Les rapprochements entre punk rock et religion sont légion aux USA (rares sont les domaines qui échappent à Dieu là bas d’ailleurs). Un peu comme les premiers punks, les mormons ont connu une popularité relativement « underground » au lancement de leur religion, menés par Joseph Smith, fondateur de leur église, personnage ambivalent, à la fois opposé à l’esclavage, adepte de la polygamie et voyant en herbe que pas mal de gens accusèrent d’être un charlatan. Il n’eut pas le loisir d’assister à l’expansion vers le mainstream de sa secte, installée après son assassinat à Salt Lake City en Utah (et qui compte aujourd’hui plus de 6 millions de membres rien qu’aux Etats-Unis). Et encore moins de pouvoir écouter le groupe de musique préféré de ses plus jeunes adeptes: Fugazi.
La culture « straight edge » (qui prohibe drogue, alcool et dans certains cas tout ce qui peut être considéré comme distractif du sexe, au café en passant par le sucre) fut lancée sur un malentendu (c’est lui qui le dit) par un jeune punk rocker de Washington DC, Ian Mckaye, alors membre de Minor Treat et auteur du titre « Straight Edge »:
i’m a person just like you
but i’ve got better things to do
than sit around and smoke dope
cause i know that i can cope
laugh at the thought of eating ludes
laugh at the thought of sniffing glue
always gonna keep in touch
never want to use a crutch
Un morceau direct (00:45 au compteur) qui réagit (à mon avis) à l’apathie d’une partie de la scène punk rock de l’époque plus occupée à sniffer de la colle en se peignant la crête qu’à s’engager politiquement, socialement et renverser la vapeur (Reagan arrive au pouvoir un an plus tard). Si Ian McKaye garda en toute circonstance la tête haute (refusant par exemple toute sa carrière les interviews avec les magazines faisant la publicité des cigarettes et de l’alcool), il renia l’étiquette de fondateur du mouvement straight edge qui fit les beaux jours ensuite de la scène hardcore new yorkaise (qui fricota aussi avec la religion, l’hindouisme notamment) et plus généralement de générations qui tentaient de remettre en cause le système dominant. Cela n’empêcha pas toute une tripotée de jeunes mormons à qui les drogues récréatives et le sexe pré-marital étaient interdits de voir dans Fugazi, la formation suivante de McKaye la voie céleste à suivre.

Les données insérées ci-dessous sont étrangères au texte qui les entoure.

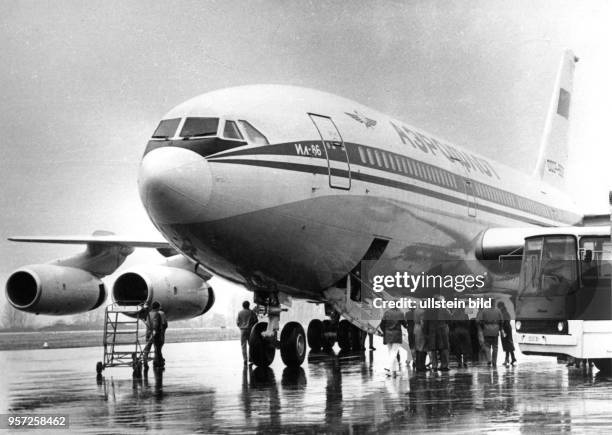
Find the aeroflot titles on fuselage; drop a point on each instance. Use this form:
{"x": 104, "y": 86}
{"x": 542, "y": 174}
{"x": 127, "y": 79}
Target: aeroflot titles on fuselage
{"x": 430, "y": 145}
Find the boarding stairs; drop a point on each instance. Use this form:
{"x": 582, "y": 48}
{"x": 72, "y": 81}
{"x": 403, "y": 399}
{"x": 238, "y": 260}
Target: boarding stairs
{"x": 124, "y": 337}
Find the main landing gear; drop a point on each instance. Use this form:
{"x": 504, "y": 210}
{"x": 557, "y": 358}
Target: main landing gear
{"x": 263, "y": 340}
{"x": 323, "y": 334}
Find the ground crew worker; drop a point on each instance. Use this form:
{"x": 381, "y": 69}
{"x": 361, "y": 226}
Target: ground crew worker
{"x": 420, "y": 339}
{"x": 437, "y": 332}
{"x": 507, "y": 342}
{"x": 391, "y": 325}
{"x": 143, "y": 315}
{"x": 490, "y": 321}
{"x": 245, "y": 321}
{"x": 157, "y": 323}
{"x": 461, "y": 344}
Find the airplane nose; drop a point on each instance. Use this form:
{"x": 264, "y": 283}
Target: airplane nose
{"x": 175, "y": 185}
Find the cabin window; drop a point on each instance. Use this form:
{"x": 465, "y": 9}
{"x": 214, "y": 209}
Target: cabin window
{"x": 230, "y": 131}
{"x": 371, "y": 159}
{"x": 362, "y": 155}
{"x": 166, "y": 128}
{"x": 253, "y": 135}
{"x": 378, "y": 158}
{"x": 392, "y": 162}
{"x": 411, "y": 168}
{"x": 194, "y": 127}
{"x": 385, "y": 161}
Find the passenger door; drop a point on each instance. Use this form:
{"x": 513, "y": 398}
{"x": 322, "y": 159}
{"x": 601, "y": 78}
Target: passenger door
{"x": 337, "y": 158}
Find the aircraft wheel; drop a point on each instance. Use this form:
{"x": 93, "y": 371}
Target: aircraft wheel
{"x": 315, "y": 335}
{"x": 261, "y": 350}
{"x": 344, "y": 334}
{"x": 357, "y": 338}
{"x": 329, "y": 334}
{"x": 604, "y": 365}
{"x": 293, "y": 344}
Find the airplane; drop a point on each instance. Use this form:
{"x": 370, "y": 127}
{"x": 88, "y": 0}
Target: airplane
{"x": 292, "y": 192}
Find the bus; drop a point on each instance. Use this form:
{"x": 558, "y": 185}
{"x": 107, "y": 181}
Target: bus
{"x": 564, "y": 304}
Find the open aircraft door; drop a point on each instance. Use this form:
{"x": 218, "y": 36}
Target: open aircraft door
{"x": 470, "y": 194}
{"x": 337, "y": 158}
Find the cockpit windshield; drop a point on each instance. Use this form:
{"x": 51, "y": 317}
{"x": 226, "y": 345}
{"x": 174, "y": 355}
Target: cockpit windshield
{"x": 199, "y": 127}
{"x": 254, "y": 136}
{"x": 166, "y": 128}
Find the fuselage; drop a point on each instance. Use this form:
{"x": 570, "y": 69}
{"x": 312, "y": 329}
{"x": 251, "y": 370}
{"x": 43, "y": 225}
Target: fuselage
{"x": 287, "y": 189}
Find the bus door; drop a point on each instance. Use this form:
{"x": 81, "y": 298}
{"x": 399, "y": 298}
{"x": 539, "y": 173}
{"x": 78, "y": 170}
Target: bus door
{"x": 337, "y": 158}
{"x": 594, "y": 301}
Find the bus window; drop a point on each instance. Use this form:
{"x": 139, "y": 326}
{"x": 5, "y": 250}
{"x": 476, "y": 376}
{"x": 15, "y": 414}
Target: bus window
{"x": 595, "y": 259}
{"x": 549, "y": 266}
{"x": 558, "y": 265}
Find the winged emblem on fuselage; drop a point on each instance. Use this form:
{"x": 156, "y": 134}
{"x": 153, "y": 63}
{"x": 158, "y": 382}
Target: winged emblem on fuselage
{"x": 362, "y": 119}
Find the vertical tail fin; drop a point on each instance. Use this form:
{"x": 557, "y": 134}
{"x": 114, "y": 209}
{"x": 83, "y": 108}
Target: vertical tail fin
{"x": 552, "y": 159}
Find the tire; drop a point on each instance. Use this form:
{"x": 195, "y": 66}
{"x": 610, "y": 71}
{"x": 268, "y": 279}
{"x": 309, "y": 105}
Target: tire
{"x": 328, "y": 338}
{"x": 344, "y": 335}
{"x": 314, "y": 334}
{"x": 604, "y": 365}
{"x": 261, "y": 351}
{"x": 293, "y": 344}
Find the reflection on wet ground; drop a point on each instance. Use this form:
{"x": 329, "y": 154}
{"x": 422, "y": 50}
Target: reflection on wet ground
{"x": 206, "y": 389}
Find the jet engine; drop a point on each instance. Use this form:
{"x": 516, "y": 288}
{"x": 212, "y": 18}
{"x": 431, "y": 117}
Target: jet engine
{"x": 54, "y": 290}
{"x": 182, "y": 293}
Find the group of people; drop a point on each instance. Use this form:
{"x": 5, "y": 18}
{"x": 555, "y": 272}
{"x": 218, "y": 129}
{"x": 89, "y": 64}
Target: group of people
{"x": 438, "y": 332}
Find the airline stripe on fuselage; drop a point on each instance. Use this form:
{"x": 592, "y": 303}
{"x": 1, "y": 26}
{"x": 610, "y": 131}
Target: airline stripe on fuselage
{"x": 381, "y": 160}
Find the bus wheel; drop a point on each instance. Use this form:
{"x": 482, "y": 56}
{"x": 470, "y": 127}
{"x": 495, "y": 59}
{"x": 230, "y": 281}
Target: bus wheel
{"x": 604, "y": 365}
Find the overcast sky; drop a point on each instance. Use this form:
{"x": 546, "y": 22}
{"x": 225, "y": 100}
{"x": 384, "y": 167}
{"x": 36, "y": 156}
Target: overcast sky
{"x": 85, "y": 83}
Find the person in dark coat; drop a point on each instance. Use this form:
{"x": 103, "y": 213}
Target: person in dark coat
{"x": 420, "y": 339}
{"x": 490, "y": 322}
{"x": 506, "y": 333}
{"x": 391, "y": 326}
{"x": 460, "y": 336}
{"x": 410, "y": 327}
{"x": 437, "y": 333}
{"x": 245, "y": 321}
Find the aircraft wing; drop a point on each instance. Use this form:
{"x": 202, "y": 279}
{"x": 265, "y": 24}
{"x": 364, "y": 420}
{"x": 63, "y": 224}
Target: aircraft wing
{"x": 105, "y": 239}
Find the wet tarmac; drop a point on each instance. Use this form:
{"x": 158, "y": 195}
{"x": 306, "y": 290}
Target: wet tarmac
{"x": 206, "y": 389}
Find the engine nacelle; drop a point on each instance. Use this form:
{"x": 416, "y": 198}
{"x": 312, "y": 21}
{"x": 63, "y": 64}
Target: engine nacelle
{"x": 181, "y": 293}
{"x": 55, "y": 290}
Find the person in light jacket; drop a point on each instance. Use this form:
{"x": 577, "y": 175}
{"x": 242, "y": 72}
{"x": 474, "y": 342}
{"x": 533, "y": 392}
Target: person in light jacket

L’ouverture d’esprit du roi du DIY et fondateur de Dischord Records prit fin un soir de concert à Salt Lake City en 1996 quand un jeune membre du public fut poignardé par deux membres d’un gang mormon (ne riez pas, ça existe) pour avoir fumé une clope devant la salle. Pour quelqu’un qui trouvait déjà le « stage diving » trop violent, on imagine bien le malaise de McKaye qui devait se demander le rapport entre son groupe et des jeunes mormons allumés.
Le groupe condamna évidemment ce comportement hallucinant et ne joua plus jamais en Utah. Et les mormons de leur côté? Et bien depuis ils doivent affronter un gang rival à Salt Lake City qui porte le doux nom de SMP pour Smoke More Pot.